44% des salariés estiment fréquentes les pratiques addictives dans leur milieu professionnel (Source : Elabe Gae Conseil, 2019).

Les addictions au travail mettent en danger la santé et la sécurité des salariés et peuvent entraîner de graves accidents du travail. Alcool, drogues, médicaments, etc. : ces consommations à risques ne doivent donc pas être prises à la légère au sein d’une entreprise. 

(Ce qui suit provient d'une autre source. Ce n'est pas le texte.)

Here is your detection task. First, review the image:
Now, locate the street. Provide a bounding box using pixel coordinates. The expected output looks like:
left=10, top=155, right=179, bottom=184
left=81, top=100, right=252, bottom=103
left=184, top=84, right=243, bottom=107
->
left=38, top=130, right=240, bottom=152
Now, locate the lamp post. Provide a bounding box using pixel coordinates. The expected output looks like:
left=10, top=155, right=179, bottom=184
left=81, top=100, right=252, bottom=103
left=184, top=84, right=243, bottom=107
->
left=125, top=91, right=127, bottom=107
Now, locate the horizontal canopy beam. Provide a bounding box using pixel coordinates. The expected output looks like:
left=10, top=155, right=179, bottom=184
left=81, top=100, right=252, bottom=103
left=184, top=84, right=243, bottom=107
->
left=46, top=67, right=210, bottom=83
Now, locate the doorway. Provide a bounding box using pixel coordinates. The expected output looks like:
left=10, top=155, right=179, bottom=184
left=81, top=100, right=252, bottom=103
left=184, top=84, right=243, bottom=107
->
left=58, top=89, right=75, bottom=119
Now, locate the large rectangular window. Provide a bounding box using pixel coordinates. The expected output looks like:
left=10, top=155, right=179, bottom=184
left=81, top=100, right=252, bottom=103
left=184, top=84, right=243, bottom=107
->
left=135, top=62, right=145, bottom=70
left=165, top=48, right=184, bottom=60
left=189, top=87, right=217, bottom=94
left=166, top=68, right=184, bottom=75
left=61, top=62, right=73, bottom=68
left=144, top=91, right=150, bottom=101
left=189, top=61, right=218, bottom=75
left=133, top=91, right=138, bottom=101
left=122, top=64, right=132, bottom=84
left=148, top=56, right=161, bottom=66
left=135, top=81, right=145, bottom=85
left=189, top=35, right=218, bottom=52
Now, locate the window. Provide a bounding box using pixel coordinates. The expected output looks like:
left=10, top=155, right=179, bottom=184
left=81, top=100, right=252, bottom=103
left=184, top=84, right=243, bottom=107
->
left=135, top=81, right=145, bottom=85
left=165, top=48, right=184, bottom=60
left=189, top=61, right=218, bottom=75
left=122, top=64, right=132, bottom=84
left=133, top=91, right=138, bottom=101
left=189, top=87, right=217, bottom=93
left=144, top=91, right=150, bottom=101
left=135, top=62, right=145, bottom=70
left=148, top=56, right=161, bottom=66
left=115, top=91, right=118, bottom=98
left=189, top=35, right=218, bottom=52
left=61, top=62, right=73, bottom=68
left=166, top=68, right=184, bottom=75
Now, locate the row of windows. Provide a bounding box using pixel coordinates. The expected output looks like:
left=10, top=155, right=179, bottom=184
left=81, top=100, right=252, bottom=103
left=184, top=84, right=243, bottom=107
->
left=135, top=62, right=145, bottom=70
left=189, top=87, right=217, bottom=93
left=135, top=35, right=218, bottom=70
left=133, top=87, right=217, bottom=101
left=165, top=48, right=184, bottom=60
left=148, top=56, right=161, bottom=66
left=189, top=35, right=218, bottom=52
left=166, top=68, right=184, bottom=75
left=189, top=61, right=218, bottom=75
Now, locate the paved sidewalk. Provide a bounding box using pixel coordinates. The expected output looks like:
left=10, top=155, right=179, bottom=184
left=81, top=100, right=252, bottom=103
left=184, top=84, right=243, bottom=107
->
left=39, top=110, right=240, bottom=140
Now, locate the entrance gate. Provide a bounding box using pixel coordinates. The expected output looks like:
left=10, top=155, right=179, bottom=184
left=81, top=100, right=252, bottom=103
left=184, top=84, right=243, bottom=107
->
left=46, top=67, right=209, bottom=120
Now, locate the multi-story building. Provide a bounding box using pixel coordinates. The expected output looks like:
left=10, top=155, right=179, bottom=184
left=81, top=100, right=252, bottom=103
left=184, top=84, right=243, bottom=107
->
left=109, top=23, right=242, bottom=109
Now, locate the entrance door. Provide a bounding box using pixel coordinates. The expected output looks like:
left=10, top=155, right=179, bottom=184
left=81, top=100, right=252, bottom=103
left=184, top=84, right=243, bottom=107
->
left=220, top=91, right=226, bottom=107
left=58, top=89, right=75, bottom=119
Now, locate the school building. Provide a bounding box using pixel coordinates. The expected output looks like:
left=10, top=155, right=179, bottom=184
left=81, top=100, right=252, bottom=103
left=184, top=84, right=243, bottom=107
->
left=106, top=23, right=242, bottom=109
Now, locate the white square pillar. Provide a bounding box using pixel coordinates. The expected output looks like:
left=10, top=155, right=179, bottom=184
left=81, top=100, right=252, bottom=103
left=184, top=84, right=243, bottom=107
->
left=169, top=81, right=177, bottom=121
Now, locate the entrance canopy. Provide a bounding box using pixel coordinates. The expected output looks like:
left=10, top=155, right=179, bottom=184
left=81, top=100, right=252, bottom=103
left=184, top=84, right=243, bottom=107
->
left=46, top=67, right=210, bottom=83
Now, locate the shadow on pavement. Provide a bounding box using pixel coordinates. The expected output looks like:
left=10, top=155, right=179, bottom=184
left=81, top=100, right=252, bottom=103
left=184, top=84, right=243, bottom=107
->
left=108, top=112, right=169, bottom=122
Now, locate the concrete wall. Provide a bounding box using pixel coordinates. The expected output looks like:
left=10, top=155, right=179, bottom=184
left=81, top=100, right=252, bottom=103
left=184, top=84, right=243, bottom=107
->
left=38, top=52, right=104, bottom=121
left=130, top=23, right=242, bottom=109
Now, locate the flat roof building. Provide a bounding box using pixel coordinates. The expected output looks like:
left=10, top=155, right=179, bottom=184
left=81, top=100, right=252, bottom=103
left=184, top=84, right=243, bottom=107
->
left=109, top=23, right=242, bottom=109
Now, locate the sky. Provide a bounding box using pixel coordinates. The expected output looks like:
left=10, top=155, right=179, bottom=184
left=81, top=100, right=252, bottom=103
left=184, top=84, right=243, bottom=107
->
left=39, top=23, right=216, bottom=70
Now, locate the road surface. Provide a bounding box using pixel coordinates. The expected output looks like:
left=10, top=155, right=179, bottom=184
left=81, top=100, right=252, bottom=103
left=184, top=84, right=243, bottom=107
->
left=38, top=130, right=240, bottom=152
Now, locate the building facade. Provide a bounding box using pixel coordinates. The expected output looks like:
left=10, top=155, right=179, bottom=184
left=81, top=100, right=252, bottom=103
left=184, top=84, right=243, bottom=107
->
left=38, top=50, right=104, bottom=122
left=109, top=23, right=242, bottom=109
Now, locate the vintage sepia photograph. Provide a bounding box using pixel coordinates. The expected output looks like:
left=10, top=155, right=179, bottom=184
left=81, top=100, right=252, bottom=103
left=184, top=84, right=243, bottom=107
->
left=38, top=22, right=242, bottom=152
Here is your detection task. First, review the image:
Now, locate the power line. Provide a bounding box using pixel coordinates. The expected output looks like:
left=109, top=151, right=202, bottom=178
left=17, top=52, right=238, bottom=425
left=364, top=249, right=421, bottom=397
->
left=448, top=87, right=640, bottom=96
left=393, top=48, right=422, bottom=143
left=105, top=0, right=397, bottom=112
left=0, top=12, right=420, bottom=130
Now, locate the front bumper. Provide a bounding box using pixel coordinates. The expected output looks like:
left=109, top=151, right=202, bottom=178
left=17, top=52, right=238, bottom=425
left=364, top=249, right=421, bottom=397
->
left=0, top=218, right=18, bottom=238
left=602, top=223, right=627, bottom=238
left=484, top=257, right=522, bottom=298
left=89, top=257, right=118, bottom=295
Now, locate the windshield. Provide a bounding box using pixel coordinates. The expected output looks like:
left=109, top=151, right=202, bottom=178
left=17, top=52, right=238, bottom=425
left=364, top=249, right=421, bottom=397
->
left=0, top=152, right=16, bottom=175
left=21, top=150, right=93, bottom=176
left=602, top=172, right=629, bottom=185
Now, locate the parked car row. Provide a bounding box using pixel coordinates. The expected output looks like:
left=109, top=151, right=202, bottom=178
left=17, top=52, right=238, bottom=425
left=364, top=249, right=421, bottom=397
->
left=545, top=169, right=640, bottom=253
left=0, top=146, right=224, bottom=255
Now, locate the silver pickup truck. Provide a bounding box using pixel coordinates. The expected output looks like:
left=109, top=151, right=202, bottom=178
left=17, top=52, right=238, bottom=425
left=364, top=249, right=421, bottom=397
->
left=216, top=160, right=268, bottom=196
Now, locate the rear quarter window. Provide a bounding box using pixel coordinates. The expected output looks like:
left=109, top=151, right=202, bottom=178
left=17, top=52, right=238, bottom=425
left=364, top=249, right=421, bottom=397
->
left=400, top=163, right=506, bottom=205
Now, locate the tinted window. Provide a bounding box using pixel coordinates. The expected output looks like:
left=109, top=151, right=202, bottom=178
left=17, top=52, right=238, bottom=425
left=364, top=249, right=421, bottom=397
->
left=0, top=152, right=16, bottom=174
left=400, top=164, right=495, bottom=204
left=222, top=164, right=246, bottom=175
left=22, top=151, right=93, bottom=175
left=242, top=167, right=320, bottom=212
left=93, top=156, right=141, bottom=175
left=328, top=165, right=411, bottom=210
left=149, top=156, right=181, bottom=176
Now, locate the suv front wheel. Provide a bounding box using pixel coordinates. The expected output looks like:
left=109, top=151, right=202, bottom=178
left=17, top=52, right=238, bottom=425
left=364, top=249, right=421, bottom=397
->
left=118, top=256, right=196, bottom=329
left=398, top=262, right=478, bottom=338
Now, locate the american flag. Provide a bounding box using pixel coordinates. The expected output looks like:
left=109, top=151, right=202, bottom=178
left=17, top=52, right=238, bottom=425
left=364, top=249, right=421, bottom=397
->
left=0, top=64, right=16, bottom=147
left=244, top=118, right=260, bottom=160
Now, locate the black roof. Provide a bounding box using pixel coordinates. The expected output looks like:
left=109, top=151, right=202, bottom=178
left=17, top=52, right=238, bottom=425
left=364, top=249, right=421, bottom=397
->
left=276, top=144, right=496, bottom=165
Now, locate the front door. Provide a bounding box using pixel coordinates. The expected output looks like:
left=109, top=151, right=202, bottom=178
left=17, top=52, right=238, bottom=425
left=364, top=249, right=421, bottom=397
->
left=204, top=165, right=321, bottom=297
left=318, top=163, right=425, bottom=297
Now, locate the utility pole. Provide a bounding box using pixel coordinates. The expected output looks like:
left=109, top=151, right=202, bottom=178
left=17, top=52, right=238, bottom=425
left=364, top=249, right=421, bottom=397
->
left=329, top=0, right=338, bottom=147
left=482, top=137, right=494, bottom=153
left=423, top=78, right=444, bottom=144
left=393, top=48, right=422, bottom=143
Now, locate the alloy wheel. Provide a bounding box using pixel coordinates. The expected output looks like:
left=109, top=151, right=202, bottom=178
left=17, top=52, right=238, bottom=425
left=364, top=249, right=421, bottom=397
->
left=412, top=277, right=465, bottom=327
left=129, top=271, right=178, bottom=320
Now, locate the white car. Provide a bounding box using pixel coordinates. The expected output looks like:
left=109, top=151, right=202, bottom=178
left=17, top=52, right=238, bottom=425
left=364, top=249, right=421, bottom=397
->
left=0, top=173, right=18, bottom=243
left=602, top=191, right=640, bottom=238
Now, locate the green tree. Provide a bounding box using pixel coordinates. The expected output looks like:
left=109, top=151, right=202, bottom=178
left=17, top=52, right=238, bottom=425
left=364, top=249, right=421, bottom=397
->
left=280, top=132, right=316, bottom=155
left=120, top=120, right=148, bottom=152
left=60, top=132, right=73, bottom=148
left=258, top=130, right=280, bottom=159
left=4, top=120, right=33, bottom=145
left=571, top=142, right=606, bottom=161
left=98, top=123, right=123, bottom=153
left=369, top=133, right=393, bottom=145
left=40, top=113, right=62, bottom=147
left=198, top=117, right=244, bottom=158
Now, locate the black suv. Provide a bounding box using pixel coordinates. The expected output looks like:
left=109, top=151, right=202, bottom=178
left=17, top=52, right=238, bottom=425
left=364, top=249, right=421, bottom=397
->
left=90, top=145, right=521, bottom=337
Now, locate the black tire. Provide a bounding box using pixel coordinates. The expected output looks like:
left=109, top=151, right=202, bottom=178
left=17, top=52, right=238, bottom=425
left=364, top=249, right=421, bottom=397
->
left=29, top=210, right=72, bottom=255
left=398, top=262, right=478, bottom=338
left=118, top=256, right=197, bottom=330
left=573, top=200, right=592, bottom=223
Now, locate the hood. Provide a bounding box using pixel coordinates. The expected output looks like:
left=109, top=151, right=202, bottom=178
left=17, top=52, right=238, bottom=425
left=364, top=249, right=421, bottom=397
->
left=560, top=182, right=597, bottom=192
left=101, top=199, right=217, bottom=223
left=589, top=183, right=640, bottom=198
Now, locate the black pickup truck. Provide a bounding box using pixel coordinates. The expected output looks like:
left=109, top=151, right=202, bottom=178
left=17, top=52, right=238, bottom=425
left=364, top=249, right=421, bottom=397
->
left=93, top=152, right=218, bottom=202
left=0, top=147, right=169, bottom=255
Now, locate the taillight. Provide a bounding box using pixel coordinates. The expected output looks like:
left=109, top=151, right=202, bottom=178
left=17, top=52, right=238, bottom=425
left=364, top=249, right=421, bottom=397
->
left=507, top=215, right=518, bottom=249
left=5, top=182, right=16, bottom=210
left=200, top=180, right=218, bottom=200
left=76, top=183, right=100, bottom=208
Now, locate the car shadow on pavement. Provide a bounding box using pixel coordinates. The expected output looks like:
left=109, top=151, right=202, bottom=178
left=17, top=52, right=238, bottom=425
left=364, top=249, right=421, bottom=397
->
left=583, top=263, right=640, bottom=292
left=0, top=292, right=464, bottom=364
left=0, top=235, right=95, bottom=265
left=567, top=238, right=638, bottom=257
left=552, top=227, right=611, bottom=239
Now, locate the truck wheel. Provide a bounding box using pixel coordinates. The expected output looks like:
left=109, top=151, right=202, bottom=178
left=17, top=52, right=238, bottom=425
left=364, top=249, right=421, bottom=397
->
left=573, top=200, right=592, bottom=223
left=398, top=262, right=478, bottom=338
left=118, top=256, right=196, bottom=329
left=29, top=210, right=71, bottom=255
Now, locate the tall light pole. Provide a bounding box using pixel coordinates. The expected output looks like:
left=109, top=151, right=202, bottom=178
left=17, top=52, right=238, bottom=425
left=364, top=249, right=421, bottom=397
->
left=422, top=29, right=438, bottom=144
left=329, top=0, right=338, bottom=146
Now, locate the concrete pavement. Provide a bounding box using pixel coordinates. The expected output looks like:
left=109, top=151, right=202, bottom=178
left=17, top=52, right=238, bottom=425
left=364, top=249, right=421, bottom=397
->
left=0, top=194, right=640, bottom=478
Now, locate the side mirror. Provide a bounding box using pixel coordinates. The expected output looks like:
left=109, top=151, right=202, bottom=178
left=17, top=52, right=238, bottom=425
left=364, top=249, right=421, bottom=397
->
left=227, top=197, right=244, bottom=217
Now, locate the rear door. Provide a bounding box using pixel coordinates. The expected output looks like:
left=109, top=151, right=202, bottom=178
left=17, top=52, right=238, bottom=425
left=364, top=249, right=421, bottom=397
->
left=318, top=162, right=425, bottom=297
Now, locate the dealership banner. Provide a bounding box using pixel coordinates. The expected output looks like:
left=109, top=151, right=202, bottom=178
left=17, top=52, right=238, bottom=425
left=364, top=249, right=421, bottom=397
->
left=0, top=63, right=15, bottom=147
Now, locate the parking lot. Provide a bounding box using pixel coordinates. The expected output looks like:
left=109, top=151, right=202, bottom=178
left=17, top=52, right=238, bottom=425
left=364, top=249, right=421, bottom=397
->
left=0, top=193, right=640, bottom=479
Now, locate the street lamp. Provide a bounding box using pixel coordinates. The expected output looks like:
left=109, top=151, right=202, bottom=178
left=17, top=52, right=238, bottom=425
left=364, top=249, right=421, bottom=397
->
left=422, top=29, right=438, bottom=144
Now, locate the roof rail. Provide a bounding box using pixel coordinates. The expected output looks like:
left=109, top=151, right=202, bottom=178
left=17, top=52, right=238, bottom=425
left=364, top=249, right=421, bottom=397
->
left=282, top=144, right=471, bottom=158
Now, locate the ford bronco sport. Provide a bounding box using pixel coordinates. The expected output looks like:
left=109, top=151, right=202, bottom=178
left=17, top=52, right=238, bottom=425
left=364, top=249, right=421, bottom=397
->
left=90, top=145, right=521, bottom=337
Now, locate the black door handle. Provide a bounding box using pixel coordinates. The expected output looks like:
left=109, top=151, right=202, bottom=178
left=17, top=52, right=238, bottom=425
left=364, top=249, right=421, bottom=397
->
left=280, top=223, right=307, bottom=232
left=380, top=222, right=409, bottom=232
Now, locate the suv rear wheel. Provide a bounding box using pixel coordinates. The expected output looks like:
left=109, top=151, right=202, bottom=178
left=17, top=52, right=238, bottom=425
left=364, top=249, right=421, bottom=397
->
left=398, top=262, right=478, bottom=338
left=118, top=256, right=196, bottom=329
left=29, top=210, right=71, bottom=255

Quelles sont les obligations de l’employeur ? Comment sensibiliser ses salariés aux addictions au travail ? Comment construire une démarche de prévention ? Faisons le point ensemble. 

Addictions au travail : de quoi parle-t-on ?

Verre d'alcool

Définition de l’addiction au travail

L’addiction est une pathologie cérébrale, chronique et récidivante, et non un vice. Elle se caractérise par une consommation répétée, excessive et incontrôlable d’une substance psychoactive ou psychotrope, et ce, malgré la connaissance de ses conséquences négatives.

Quelle est la différence entre substances psychoactives et psychotropes ?

20 à 30% des 650 000 accidents de travail annuels sont corrélés à la prise d’une substance psychoactive.

Source : Addict’AIDE Pro

Une substance est dite psychoactive lorsqu’elle perturbe le fonctionnement du cerveau et modifie l’état de conscience. Le tabac, l’alcool, le cannabis, les champignons hallucinogènes, les drogues semi-synthétiques (cocaïne, héroïne, etc.) et de synthèse (amphétamines, ecstasy, etc.) appartiennent à cette catégorie. 

Les psychotropes sont tous les médicaments qui modifient le psychisme et donc notre comportement : les antidépresseurs, les anxiolytiques ou tranquillisants, les hypnotiques ou somnifères, les neuroleptiques, les régulateurs de l’humeur, etc.

Quelle est la différence entre drogue et stupéfiant ?

Le terme drogue recouvre toutes les substances psychoactives et psychotropes, qu’elles soient licites (tabac, alcool, médicaments) ou illicites (drogues).

Le terme stupéfiant a une connotation juridique. Il désigne les substances psychoactives et psychotropes interdites dont l’usage est contrôlé (drogues illicites) mais aussi les médicaments avec des règles de prescription strictes.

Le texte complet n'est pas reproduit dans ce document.